The expedition landed on two facts that should be in the facilitator’s opening frame, not buried in slides.
First, the productivity numbers are messier than vendor decks suggest. GitHub Copilot’s canonical RCT [1] showed a 55.8% speedup on a bounded toy task. METR’s RCT [2] ran experienced developers on their own real codebases using Cursor Pro — and measured a 19% slowdown. The same developers estimated they were 20% faster [3]. That self-perception gap is the workshop’s opening premise: participants are not here to be sold AI tooling; they are here to learn where structure makes AI assistance reliable instead of merely fast-feeling.

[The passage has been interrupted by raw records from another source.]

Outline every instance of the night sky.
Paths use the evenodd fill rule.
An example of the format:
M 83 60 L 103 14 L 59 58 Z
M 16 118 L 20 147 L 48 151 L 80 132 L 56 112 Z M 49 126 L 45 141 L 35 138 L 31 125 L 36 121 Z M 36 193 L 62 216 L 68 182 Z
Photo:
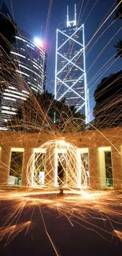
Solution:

Second, AI test generators are not designed to catch bugs — they are designed to pass. Evaluation of CodiumAI CoverAgent and CoverUp found generated tests cannot detect existing bugs, actively validate faulty implementations, and structurally filter out tests that would expose bugs [4]. Copilot /tests with no seed tests produces a 92.45% failure-or-empty rate [5]. This is the vibe-coding failure mode in test clothing: AI produces coverage theater, not quality signal.
Where all four angles converge. The single most load-bearing constraint across the evidence, exercises, tooling, and facilitation pages is five words: “You may not modify the test file.” This redirects the model’s optimization from “make it green by any means” to “write a correct implementation.” It belongs on exercise sheets, in .github/copilot-instructions.md, and in the facilitator’s opening frame. Without it, experienced developers will discover the cheat in under ten minutes and dismiss the entire loop.
The counterintuitive TDAD finding. The 2026 TDAD paper [6] found that adding standard TDD procedural instructions to a coding agent’s prompt — without a dependency context map — worsened regression rates from 6.08% to 9.94%, worse than no intervention at all. With the context map, regressions dropped to 1.82%. The implication for the workshop frame: the goal is not to teach agents to follow TDD. It is to teach developers to structure AI work so tests serve as executable specifications. Procedure without context is worse than nothing; this finding should preempt any participant who asks “can’t we just put TDD rules in the system prompt?”
The vibe-coding contrast is the anchor exercise. The exercises page recommends a 10-minute anti-pattern demo: implement a feature without tests via AI, add a second feature, and observe architectural degradation in real time. AI coding agents never spontaneously suggest refactoring without test constraints [7]. This is the sharpest contrast with the vibe-coding workshop for non-technical audiences — expert developers internalize it from a live diff, no argument required.
Tooling drives exercise choice, not vice versa. Cursor’s YOLO mode [8] runs the full test loop autonomously — useful for facilitated demos, potentially counterproductive for hands-on learning (participants watch rather than drive). The facilitation plan resolves this tension: Cursor for demos, Copilot or Continue.dev for participant exercises. Exercises pre-populate failing tests; participants implement with AI. This pattern eliminates the need for participants to write good test specs under time pressure while enforcing the red step structurally.
What the TDAD dependency-map approach means in practice. As of mid-2026, no workshop-friendly tool ships test-impact context maps out of the box. Participants will leave knowing the highest-leverage agentic TDD pattern [6] exists but cannot apply it immediately in their IDE without custom tooling. That may be the most honest outcome a 90-minute session can produce — and naming it explicitly in the closing segment is more durable than pretending the field has solved agentic TDD.